INDIANAPOLIS -- New president Myles Brand does not think the NCAA is getting a black eye from the recent wave of college basketball violations.

Players have been suspended, games forfeited, and on Monday, Georgia (No. 22 ESPN/USA Today, No. 21 Associated Press) withdrew from the Southeastern Conference and NCAA tournaments. To some, it may appear collegiate athletics are out of control, particularly in the high-profile sports such as men's basketball.

Brand disagrees.

"I think the system is working," Brand told The Associated Press on Monday, shortly after Georgia's decision was announced. "In each of the situations you just named, I think the appropriate actions were taken."

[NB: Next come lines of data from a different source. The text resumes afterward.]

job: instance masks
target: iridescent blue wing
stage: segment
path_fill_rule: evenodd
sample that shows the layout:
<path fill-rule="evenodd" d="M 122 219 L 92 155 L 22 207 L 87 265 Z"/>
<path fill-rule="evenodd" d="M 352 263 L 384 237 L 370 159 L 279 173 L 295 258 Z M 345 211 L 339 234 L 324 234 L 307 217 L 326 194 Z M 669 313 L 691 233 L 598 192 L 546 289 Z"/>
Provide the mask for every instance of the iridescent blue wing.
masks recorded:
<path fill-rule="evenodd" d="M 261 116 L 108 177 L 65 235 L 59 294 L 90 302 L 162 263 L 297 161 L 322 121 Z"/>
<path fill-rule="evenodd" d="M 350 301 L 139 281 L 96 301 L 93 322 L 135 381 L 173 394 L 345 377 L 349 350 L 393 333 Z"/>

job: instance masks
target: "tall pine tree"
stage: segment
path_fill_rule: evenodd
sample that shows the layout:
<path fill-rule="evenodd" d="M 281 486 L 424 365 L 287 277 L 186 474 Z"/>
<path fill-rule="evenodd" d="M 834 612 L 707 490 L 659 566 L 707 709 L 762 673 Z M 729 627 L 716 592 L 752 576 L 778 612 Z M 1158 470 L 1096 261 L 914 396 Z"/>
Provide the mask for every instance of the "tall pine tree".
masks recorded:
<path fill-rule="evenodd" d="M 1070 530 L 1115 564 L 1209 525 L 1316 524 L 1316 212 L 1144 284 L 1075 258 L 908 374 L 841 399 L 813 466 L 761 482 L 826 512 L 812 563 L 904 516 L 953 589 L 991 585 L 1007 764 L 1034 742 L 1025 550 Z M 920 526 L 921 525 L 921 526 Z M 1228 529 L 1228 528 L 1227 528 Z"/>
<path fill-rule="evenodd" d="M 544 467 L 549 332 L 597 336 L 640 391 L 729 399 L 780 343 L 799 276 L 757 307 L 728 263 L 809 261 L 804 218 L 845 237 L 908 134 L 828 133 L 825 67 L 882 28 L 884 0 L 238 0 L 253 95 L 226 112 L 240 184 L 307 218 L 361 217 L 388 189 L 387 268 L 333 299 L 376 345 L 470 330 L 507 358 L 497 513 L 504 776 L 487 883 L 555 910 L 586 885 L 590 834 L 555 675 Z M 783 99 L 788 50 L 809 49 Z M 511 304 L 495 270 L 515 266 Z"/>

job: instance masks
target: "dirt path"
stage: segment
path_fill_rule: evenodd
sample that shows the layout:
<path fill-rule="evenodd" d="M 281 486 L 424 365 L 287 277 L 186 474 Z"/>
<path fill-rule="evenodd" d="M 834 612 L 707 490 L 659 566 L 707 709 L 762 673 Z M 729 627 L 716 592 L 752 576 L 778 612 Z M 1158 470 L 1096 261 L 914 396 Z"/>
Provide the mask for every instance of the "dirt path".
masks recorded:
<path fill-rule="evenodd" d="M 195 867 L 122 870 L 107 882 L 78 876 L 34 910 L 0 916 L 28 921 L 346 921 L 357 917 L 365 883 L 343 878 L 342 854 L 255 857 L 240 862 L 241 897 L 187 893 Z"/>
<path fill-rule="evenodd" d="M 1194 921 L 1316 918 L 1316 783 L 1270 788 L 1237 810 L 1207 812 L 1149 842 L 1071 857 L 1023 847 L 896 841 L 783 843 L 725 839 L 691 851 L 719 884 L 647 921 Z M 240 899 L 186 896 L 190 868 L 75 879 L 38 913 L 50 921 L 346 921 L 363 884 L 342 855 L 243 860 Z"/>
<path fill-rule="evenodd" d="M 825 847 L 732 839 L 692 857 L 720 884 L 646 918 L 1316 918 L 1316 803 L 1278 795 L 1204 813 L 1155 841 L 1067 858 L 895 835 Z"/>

Brand took over as the NCAA's president in January as a reformer, hoping to place a greater emphasis on academic achievements than national championships. But since being hired as president in October, Brand and the NCAA have dealt with what seems like one scandal after another.

It began in November when the University of Michigan notified the NCAA it was putting a postseason ban on its men's basketball team after a booster acknowledged lending money to athletes during the 1990s.

The most recent round started in late February, and the blots are beginning to have an impact on the NCAA's marquee event, the men's basketball tournament, just as it prepares to get underway next week.

Fresno State president John D. Welty announced March 3 the Bulldogs would not play in the postseason this year after school officials confirmed instances of academic fraud. The Western Athletic Conference also banned Fresno State from its postseason tournament.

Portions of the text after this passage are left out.